To the Vincelli family, thank you for a hundred years of service to the community. You sold the best plants, including our ginkgo tree that is flourishing on our front lawn where you planted it about ten or eleven years ago. We love that tree. Most of my perennials were purchased from your garden center and they have brought me a lot of happiness to this very day. You don't know me, I was just an anonymous customer, but I loved your garden center. 

Photos from last week.











Friday, July 2, 2021

A Canadian Cottage Garden

My plan is to write about gardening here, it is one of the activities where I find real happiness. There is a lot of happiness seeing birds in the bird bath, a lot of happiness seeing flowers growing and blooming. Uncovering a plant that was covered by mulch, after the winter is over, is seeing again something that was gone but has been found. Hello, little plant! Fireflies on a summer evening, beautiful! 

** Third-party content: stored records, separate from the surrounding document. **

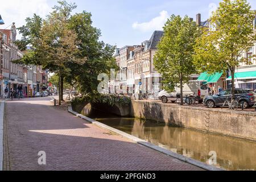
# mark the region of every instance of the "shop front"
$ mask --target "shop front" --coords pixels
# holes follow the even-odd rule
[[[223,76],[223,72],[208,74],[207,72],[201,73],[197,78],[199,81],[205,81],[207,82],[209,94],[218,93],[218,88],[221,88],[222,90],[227,89],[225,77]]]
[[[256,71],[235,73],[234,79],[236,88],[256,90]],[[231,80],[231,76],[226,79],[227,81]]]

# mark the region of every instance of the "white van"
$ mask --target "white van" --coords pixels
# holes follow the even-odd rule
[[[180,98],[180,88],[176,87],[175,91],[172,93],[167,93],[166,90],[162,90],[158,94],[158,98],[163,103],[167,103],[168,101],[175,102],[177,98]],[[203,102],[204,97],[209,95],[208,86],[207,81],[199,80],[189,81],[188,84],[183,85],[183,98],[186,95],[193,94],[197,97],[199,103]]]

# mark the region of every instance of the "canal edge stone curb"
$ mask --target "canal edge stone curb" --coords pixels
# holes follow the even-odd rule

These photographs were taken at the end of June, 2021.







 

Tuesday, May 18, 2021

Farewell Vincelli's Garden Centre

Farewell Vincelli's Garden Centre, they're gonna build a 250 unit condo complex on this land. It's Vincelli's land so they can do what they want with it, but that doesn't mean I like it. In fact, we are inundated with condo development, every spare lot is getting its own condo... and, of course, municipal government likes condos, it's much needed tax revenue. I was at Vincelli's Garden Centre an hour ago and there isn't much left of the place. Farewell Vincelli's, an institution in this area for the last 75 or 100 years...












Tuesday, August 4, 2020

The Garden in early August

I never throw out any plants, I just begin a new area to garden, so I conserve what I have and increase it. I wanted a traditional cottage garden, a garden where my grandmother would feel at home if she could visit. I am not opposed to grass and lawns but it isn't at the top of my gardening priorities; last year I extended the perimeter of the garden and I plan to enlarge the garden as long as I have surplus plants or go out and buy more. I am now thinking of islands; for instance, where I have the bird bath which also has hostas and a hydrangea beside it. As for plants, free or a gift is always best for adding to the garden; I like an anecdote, the human element, to go with a new plant. A few years ago I found what might be hostas that I hadn't planted, a sumac appeared this year, and ground cover has migrated from a neighbour's yard. When I began this garden I decided to grow only perennial flowers, daisies, day lilies, irises, ornamental grass; I also have lilacs, raspberry canes, and roses left by the previous owner from twenty-five years ago. I have a few pots planted with annuals and I've had pots for many years; it's a good quick way to have a garden in places where otherwise there would be no garden. I like hanging baskets of flowers. I collect rain water and water and dead head flowers every day. Visiting gardens can be like looking at photos of someone's vacation, even I gave my mother's garden a more or less cursory visit, and she worked hard on that garden with plants that she had returned with from visiting relatives in Woodstock, ON; for instance, rhubarb from Ruth Laflare; now I wish I had some of her plants, they would mean a lot to me. This year has been exceptional, hot, rainy, and the garden has flourished. In the evening fire flies are everywhere, a few days ago the hummingbird moth appeared in the bee balm, honey bees in the cone flowers, big bumble bees and the occasional skunk passing through, and so on. And if you sit quietly there are birds in the bird bath, they have a great time splashing around, completely submerging themselves in water. When I open the gate I leave behind the noises of the street and I think to myself, this is like the Garden of Eden!